Iran has responded to the US-Israeli attacks by targeting Gulf Arab states that host US military bases, while Israel has launched a full-scale ground invasion of southern Lebanon, vowing to seize territory controlled by Iranian-backed Hezbollah, which has launched thousands of rockets into Israel since the conflict began. Lebanese authorities report that the Israeli invasion has killed more than 1,500 people to date. On Tuesday, the Israeli military issued a new warning ordering all vessels in the maritime zone off southern Lebanon to move immediately north of the city of Tyre, announcing new military operations would be carried out in the area in the coming hours.

As regional governments prepared for the worst, Israel warned its citizens of a sharply increased risk of retaliatory Iranian attacks ahead of the deadline. Kuwait urged all of its citizens to remain indoors from midnight GMT until 7 AM Wednesday, while Bahrain’s main commercial port announced it would suspend all operations starting early Wednesday over security concerns.

The standoff centers on the closure of the Strait of Hormuz, the strategic waterway that carries roughly one-fifth of all globally traded oil. After the initial February 28 attacks, Tehran seized control of the strait to force a response from the international community, a move that has sent global oil prices soaring and put intense domestic political pressure on Trump, who has made reopening the strait his top priority in the conflict. Trump has justified the attacks by claiming Iran is months away from building a nuclear weapon, a claim that has not been corroborated by the United Nations’ nuclear watchdog or independent nuclear analysts.
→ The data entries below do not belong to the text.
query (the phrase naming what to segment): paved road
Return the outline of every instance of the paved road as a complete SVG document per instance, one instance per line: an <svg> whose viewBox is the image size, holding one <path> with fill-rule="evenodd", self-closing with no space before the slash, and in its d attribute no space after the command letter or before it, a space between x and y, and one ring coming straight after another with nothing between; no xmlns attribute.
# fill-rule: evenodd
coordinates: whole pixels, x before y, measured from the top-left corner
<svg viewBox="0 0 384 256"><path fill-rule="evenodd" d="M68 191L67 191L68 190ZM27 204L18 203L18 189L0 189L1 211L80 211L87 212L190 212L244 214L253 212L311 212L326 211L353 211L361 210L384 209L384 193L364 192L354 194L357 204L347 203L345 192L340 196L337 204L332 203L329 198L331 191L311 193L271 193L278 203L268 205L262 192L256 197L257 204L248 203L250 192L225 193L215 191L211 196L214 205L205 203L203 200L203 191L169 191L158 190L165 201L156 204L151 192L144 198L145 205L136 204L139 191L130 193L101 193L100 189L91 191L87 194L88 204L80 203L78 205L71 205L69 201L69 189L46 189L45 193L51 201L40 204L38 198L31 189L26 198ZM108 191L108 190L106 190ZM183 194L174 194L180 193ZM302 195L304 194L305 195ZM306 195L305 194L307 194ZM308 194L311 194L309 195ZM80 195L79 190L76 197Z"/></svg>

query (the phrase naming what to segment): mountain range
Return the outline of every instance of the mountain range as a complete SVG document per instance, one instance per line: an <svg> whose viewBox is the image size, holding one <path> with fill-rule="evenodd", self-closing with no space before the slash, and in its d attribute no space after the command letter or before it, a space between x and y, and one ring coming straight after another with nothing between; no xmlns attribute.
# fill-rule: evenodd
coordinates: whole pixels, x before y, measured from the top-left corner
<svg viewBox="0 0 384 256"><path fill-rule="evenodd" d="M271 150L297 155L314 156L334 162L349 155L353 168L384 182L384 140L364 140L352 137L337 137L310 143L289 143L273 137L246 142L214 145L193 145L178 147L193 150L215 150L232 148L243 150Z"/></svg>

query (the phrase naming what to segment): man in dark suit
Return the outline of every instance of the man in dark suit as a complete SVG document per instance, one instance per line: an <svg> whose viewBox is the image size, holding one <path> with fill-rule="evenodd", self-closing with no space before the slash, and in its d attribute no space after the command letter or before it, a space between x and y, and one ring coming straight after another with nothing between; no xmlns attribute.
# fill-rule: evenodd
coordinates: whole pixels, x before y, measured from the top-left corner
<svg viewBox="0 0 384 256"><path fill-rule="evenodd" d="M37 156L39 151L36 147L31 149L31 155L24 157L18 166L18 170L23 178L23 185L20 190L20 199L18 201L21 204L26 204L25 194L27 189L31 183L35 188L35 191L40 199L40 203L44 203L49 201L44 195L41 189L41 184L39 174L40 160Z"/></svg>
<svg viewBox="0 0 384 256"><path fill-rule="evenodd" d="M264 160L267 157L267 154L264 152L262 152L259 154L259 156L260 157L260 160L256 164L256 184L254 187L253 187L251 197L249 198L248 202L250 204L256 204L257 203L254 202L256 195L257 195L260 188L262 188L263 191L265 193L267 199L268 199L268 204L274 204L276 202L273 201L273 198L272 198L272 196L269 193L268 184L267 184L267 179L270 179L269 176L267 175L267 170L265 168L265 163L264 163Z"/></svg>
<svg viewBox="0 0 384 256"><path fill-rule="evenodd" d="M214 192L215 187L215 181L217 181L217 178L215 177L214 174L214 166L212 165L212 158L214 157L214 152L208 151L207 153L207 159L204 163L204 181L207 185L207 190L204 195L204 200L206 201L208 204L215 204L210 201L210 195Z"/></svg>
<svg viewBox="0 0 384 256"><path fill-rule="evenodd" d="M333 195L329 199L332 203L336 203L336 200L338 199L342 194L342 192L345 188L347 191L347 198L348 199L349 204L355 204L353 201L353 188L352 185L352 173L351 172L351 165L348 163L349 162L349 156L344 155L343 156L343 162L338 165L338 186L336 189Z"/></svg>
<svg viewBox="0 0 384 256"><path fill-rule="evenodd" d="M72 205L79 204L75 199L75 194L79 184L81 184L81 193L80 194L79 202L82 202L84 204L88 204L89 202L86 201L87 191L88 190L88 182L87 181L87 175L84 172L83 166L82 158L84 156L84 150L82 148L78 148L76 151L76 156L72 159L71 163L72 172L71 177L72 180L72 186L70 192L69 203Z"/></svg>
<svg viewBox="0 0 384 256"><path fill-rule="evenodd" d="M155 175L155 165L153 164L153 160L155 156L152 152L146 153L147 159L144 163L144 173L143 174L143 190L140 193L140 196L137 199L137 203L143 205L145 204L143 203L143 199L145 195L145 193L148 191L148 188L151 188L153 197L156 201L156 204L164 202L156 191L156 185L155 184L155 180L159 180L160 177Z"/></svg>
At the United Nations Security Council last week, Russia and China vetoed a Western-backed resolution calling for the Strait of Hormuz to be reopened. The draft resolution had already been watered down to remove a provision that would have given Gulf states authorization to use military force to secure the waterway, but Beijing and Moscow still rejected the text.

US and Israeli officials maintain that all strikes are aimed at degrading Iran’s military capabilities, and that civilian casualties are unintended consequences of the military campaign.